To model disorder in a real material, calculations have to consider the average effect of disorder on the physics of your Hamiltonian. This means that calculations (numerical here) are very CPU intensive because an average over disorder realizations must be performed in addition to a thermal average (configuration average at T=0). We employed several techniques in our study: determinant quantum Monte Carlo (DQMC), constrained path quantum Monte Carlo (CPQMC), numerical Hartree-Fock, and exact diagonalization for small lattices. Among these, the CPQMC algorithm was crucial because it avoids the sign problem (see below) present in MC simulations of the site disordered model. We were successful in our efforts to study the effects of disorder on the magnetic correlations in the Hubbard model, finding that antiferromagnetic order is destroyed at a critical value of the disorder strength for each case considered. We also extended the limits of validity of the CPQMC algorithm to disordered lattice models. The effects of disorder on the charge correlations in the 2D Hubbard model are planned for the future.

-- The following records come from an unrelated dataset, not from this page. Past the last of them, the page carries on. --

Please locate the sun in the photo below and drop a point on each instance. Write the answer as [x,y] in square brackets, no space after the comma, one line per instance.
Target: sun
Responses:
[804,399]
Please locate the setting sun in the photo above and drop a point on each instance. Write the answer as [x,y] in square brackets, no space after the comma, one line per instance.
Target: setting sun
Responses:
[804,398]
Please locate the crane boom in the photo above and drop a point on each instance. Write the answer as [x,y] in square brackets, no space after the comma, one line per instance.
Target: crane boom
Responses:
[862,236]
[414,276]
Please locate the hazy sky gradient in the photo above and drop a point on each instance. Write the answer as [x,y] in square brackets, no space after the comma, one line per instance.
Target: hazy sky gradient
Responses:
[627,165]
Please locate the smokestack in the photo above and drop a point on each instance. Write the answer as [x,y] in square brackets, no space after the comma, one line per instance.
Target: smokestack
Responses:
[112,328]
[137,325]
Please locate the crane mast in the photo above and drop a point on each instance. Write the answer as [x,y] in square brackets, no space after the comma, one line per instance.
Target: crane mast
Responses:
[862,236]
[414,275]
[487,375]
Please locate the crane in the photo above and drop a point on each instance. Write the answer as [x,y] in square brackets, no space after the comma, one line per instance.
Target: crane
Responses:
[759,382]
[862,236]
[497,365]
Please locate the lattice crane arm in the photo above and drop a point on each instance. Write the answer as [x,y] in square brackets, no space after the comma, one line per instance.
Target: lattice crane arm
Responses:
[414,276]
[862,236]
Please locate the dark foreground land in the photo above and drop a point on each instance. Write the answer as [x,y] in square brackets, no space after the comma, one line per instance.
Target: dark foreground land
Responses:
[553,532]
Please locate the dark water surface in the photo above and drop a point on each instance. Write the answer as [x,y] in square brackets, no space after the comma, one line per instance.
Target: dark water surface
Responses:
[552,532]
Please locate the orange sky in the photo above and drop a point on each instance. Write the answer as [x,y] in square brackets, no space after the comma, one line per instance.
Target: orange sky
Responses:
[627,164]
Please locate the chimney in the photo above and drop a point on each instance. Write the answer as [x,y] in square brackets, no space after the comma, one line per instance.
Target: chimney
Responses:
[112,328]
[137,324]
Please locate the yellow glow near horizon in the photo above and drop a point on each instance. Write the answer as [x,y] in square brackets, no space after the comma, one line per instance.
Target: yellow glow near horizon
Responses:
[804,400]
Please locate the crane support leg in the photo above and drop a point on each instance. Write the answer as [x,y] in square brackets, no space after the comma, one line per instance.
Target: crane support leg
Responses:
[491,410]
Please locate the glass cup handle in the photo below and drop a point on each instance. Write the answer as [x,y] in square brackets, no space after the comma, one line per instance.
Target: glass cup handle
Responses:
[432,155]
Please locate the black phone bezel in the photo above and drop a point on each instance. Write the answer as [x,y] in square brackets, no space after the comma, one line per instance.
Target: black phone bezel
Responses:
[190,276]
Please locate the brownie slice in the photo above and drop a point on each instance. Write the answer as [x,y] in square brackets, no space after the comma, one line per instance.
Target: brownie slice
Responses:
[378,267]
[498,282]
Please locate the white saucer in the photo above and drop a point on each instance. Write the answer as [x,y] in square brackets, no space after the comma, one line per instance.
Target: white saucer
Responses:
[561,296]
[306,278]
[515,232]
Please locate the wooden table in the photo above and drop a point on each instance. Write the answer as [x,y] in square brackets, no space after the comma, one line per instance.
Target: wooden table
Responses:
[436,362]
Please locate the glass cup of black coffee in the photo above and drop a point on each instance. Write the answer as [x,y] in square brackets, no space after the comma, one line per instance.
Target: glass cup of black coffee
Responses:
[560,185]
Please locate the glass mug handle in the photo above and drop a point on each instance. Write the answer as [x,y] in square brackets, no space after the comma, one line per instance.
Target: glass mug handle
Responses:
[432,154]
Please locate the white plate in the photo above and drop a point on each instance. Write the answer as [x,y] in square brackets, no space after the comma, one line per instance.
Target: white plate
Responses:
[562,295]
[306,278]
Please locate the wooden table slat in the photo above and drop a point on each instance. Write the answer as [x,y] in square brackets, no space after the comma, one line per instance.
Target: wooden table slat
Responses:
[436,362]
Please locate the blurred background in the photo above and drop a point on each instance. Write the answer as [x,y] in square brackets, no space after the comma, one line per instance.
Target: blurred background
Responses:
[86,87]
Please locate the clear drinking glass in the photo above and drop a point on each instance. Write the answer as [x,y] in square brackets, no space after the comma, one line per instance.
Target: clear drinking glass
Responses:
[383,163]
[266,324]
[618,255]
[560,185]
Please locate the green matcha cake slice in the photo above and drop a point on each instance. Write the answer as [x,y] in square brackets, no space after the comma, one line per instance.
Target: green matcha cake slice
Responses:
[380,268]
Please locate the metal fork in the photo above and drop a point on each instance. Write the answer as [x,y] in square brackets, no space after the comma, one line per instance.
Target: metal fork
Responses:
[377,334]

A schematic of bond disorder for
fermions on a lattice. Singlets form
along the strong bonds, magnetism
is destroyed, but the local moments
are preserved.
Bond disorder in the Hubbard model.
Site disorder in the Hubbard model A schematic of site disorder for fermions on a lattice.
Electrons pair on sites with deep potential wells. The
loss of magnetic order is accompanied by the destruction
of local moments. The electron wave function is localizes,
an insulator.

Research on Numerical Methods:

My efforts in numerical methods development have centered on investigations to extend the range of applicability of the CPQMC algorithm and to possible solutions to the quantum MC (QMC) sign problem. In short, the sign problem arises when the signal (average of an observable, < f > ) to noise (variance of that observable Var{f}) in a QMC simulation vanishes (i.e., < f >2/Var{f} -> 0). The sign problem occurs in MC simulations of fermions, bosons, and quantum spin models. Solving the sign problem remains a challenge in QMC research. My work was done in collaboration with Malvin Kalos, Shiwei Zhang, and Richard Scalettar and entailed the study of the symmetry properties in simple continuum quantum models using diffusion Monte Carlo with correlated signed walkers. To learn more about the QCM sign problem, take a look at some notes by David Ceperley.

In addition, I am interested studying and applying sophisticated classical MC methods (e.g., cluster or loop algorithms, tempering and multi-canonical methods) to problems in frustrated magnetism, spin glasses, water ice, and possibly biological systems.